For more than 25 years after the Ocean Beauty sale, Southeast-based Sealaska avoided an unpredictable Alaska fish processing business originally built on canned salmon but forced to change as consumer demands shifted to fresh or “fresh-frozen fish” and prepared meals.

But in May of last year, Sealaska bought an interest in “Independent Packers Corporation,” a small Seattle company specializing in prepared fish meals that consumers can pop in the oven or microwave. 

“The reason we like the business is because it’s in the middle of the supply chain,” (Sealaska chief operations officer Terry) Downes told Alaska Public Media in May 2016. “They touch a lot of different seafood companies. They never actually own the resource itself, so they’re not exposed to commodity price fluctuations. So the earnings are more stable.”

Big leap

Seattle-based Odyssey is a big step beyond Independent Packers. Odyssey supplies a multitude of seafood products to supermarkets under its “Treasure from the Sea” brand.

“Sold throughout North America, Treasures from the Sea is our retail seafood brand. While some of our most popular products include Parmesan Encrusted Tilapia and Breaded Flounder, we’re always developing and introducing new recipes to cater to changing consumer tastes,” the company’s website says. 

The company offers a broad selection of salmon, halibut, pollock and flounder products.

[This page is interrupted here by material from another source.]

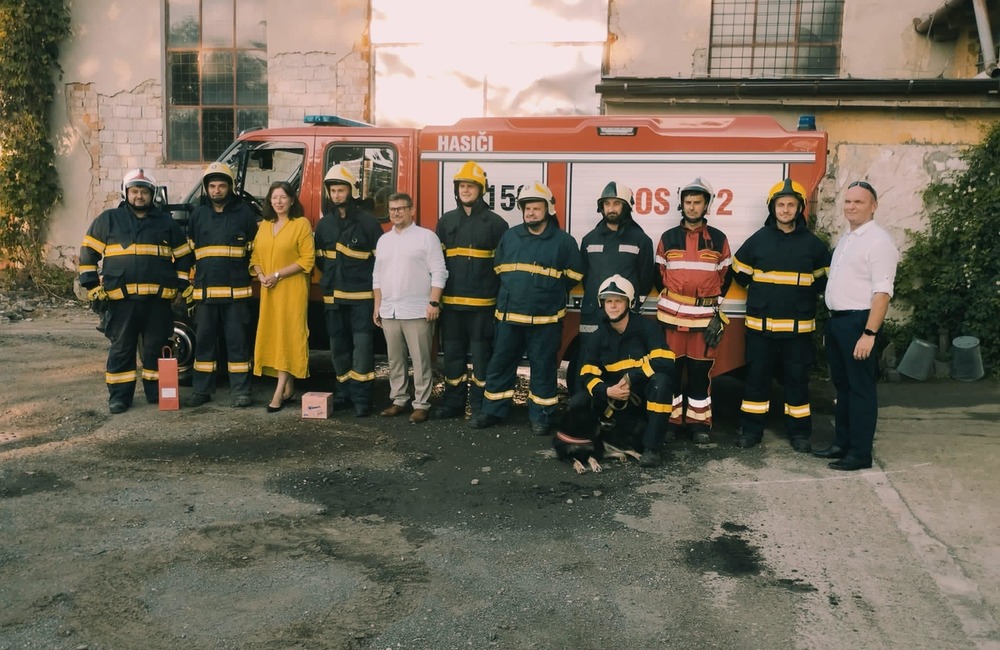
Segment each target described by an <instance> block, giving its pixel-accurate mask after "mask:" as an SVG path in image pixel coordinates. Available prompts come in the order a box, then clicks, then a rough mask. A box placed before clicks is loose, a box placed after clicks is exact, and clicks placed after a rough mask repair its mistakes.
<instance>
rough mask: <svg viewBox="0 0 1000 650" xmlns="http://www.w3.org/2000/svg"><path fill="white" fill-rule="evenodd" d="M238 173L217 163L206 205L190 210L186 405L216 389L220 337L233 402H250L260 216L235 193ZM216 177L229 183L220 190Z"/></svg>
mask: <svg viewBox="0 0 1000 650" xmlns="http://www.w3.org/2000/svg"><path fill="white" fill-rule="evenodd" d="M235 180H236V179H235V176H234V175H233V172H232V170H231V169H230V168H229V166H228V165H226V164H225V163H221V162H214V163H212V164H210V165H209V166H208V167H207V168H206V169H205V173H204V175H203V178H202V184H203V185H204V186H205V191H206V193H207V194H208V196H209V203H208V204H207V205H200V206H198V207H197V208H195V210H194V212H192V213H191V218H190V220H189V222H188V237H189V238H190V240H191V245H192V246H193V248H194V257H195V267H194V294H193V298H194V302H195V305H196V306H195V313H194V321H195V327H196V329H197V332H198V336H197V339H196V343H195V354H194V378H193V381H192V384H193V388H194V394H193V395H192V396H191V397H190V398H189V399H188V401H187V403H186V404H187V405H188V406H199V405H201V404H203V403H205V402H207V401H209V399H210V396H211V395H212V394H213V393H214V392H215V378H216V365H217V357H218V351H219V337H220V336H221V337H222V339H223V341H224V342H225V346H226V371H227V372H228V374H229V392H230V395H231V396H232V398H233V405H234V406H239V407H246V406H250V404H251V399H250V377H251V374H250V370H251V368H250V366H251V359H252V356H251V341H250V328H251V310H250V298H251V297H252V295H253V289H252V287H251V284H250V283H251V276H250V253H251V249H252V247H253V241H254V237H255V236H256V235H257V215H255V214H254V212H253V210H252V209H251V208H250V206H248V205H247V204H246V203H244V202H243V200H241V199H240V198H239V197H238V196H236V195H235V193H233V191H232V188H233V186H234V185H235ZM216 181H220V182H223V183H225V184H227V185H228V187H229V189H228V191H222V188H220V187H219V185H218V184H215V185H213V187H212V189H211V190H210V189H209V184H212V183H215V182H216Z"/></svg>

Sealaska said in a public statement that it had agreed to terms with Odyssey and expects to close the deal in a few weeks.

Seafood Source reported “Odyssey’s Sockeye Spinach Feta Salmon Burger competed in this year’s Alaska Symphony of Seafood competition in the retail category, while its Seafood Cakes with Dungeness competed in the food-service category.”

The crab cake won a silver medal. There was no report on how the burger did.

Salmon burgers are thought to be one of the best growth markets for the fish processing business going forward. Both Trident Seafoods, a $2.6 billion business based in Washington state and a huge player in Alaska, and the now-Thailand based Chicken of the Sea, known to many American by its canned tuna of the same name, have been heavily promoting salmon burger consumption in recent years.

Chicken of the Sea in February suggested to retailers that its “Grilled Alaska Salmon Burgers” is a good way to drive sales during Lent, “the Christian tradition that spans the six weeks leading up to Easter,” the company noted on its blog.

“During this observance, many choose to abstain from eating meat, with the exception of fish. In most U.S. markets, this is your biggest opportunity of the year to drive sales of seafood items.”

Update: This story was updated on April 1, 2017 to include some further information on global salmon markets.